With Thanksgiving sales offered by nearly every one of the online gardening retailers I shop from, it was simply too hard not to give in to the siren song of “Discount”. Of course, I know now (having tested it successfully on myself countless times) that a “discount” is only something to lure you into purchasing considerably more quantities and items than you thought you needed.
This time I fell for a pile of rot – compost, to be specific. I have tried compost from various different sources – the city’s waste management company’s annual giveaway (funny story about that below), Clark’s U-Save Rockery in Hayward and from my neighborhood Lucky grocery. I have my own backyard composter as well; my homemade compost is still brewing in it. In descending order of quality, purely subjective – no nutrient tests were done, was the city compost, followed by Lucky’s and then Clark’s. The city compost felt ‘rich’, for lack of a better word, smelled earthy, was a deep brown color and composed of mostly smaller particles. Lucky’s was a mixed bag; they sold a limited quantity of their compost, made from produce that had exceeded salable shelf life. I bought several bags of this and used it generously in all my new plantings. Clark’s compost seemed to be mostly dried grass clippings, very light and airy, and they didn’t stuff their 1 cubic foot bags to capacity, so it felt like I wasn’t getting value for money.
I am saving the last bag of the city compost, limited to 2 bags per trash bill, for my roses. For this year’s giveaway, I collected trash bills from my not-too-enthusiastic-about-gardening friends and headed off to the giveaway bright and early, accompanied by my husband to do the heavy lifting. I was childishly excited – the prospect of getting anything for free, even if it is literally, waste, is thrilling! Throughout the trip I was subjected to jokes on how we would be one of a huge crowd of, say, five other crazies who’d come to collect this stuff. Anyway, feeling a little silly, we headed over, only to be greeted by long lines, five rows wide, with cops directing cars, detours to manage traffic, several personnel efficiently checking the bills and loading the compost! My husband was dumbfounded; I was vindicated. When I called back later to see if they had any leftover bags, they said all the compost had not only been taken, but some people had to go back empty-handed. Hah!
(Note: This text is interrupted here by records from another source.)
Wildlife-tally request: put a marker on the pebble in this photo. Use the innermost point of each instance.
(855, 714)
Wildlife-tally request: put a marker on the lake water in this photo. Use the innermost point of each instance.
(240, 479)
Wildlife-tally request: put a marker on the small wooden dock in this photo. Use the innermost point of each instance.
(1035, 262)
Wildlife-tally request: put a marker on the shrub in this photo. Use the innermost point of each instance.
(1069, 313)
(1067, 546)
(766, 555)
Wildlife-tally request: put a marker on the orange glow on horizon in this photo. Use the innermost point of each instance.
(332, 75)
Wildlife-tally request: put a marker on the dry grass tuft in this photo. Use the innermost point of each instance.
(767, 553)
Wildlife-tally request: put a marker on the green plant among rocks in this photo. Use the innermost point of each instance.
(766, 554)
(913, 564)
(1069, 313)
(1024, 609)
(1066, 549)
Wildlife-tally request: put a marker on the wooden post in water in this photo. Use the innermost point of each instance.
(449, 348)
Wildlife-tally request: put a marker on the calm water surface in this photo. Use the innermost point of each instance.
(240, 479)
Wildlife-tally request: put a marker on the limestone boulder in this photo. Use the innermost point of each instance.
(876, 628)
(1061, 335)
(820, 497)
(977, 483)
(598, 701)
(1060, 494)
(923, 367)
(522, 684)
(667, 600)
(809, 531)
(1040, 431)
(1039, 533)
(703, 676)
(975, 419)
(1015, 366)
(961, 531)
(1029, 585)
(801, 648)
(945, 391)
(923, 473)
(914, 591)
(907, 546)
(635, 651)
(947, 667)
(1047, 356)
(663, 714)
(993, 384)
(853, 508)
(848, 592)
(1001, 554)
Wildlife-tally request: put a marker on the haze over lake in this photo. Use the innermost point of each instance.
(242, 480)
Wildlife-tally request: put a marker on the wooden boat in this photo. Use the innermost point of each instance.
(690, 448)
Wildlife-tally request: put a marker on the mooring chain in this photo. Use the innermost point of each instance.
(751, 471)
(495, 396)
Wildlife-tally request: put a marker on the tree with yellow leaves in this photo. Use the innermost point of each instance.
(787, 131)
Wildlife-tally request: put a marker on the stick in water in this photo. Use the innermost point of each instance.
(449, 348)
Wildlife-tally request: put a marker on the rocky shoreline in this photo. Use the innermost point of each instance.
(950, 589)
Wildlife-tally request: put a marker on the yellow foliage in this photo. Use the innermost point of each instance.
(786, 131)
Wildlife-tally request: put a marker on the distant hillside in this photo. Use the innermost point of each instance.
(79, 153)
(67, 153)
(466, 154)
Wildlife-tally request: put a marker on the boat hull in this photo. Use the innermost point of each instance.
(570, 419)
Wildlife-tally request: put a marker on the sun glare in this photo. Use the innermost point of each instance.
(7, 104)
Back to the latest compost acquisition: this was from Peaceful Valley’s online store groworganic.com. Peaceful Valley is based in Grass Valley, California, about 150 miles north east of San Francisco, not quite close enough to make a quick weekend trip. They carry a lot of fertilizers labeled organic, which I like. For their 20% off Thanksgiving Sale, I ordered 3 bags of their own Peaceful Valley Compost and 2 bags of Malibu Compost Bu’s Blend Biodynamic Compost, which along with the usual ingredients also has an intriguing blend of “yarrow, chamomile, valerian, stinging nettle, dandelion, and oak bark”. I have no idea what role these play in compost; most of them sound like ingredients for herbal teas, so it cannot be all bad. However, priced at 4X that of the regular compost, I hope it does more than just soothe the plants. I will report on the results.
Have you found your go-to compost yet that feeds your garden without emptying your purse? Have you tried this herb-blended super-expensive compost? Do share, if you have.